Over the last two or more decades, an increasing effort in basic epilepsy research has been directed toward using animal models (and tissue from them) to understand how chronic epilepsy leads to seizures; that is, how genetic- and injury-induced alterations in cortical neurons and their circuits lead to a greatly increased likelihood that epileptic seizures will be generated. A key finding from many animal-based models of chronic epilepsy and from models using tissue from patients with epilepsy is that while most measures of inhibition show depression, other measures are either unchanged or even enhanced. Therefore, the role of GABA_A inhibition in the initiation, propagation, and termination of chronic epileptic seizures (or interictal spikes) may not be the same as for an epileptiform burst in a disinhibited slice.
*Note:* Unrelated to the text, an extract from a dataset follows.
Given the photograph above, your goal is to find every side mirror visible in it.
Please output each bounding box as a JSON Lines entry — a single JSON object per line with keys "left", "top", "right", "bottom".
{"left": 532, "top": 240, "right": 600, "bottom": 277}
The strategy, however, of using pharmacological and electrophysiological techniques to investigate the initiation, propagation, and termination of epileptic seizures will continue to be useful. Unfortunately, a common and difficult problem in contemporary epilepsy research on animal models is that spontaneous recurrent epileptic seizures occur in awake, intact preparations (i.e., freely behaving animals), while analyses of cellular mechanisms responsible for these seizures can be studied most rigorously in isolated preparations (i.e., in vitro brain slices), which typically do not generate spontaneous epileptic seizures.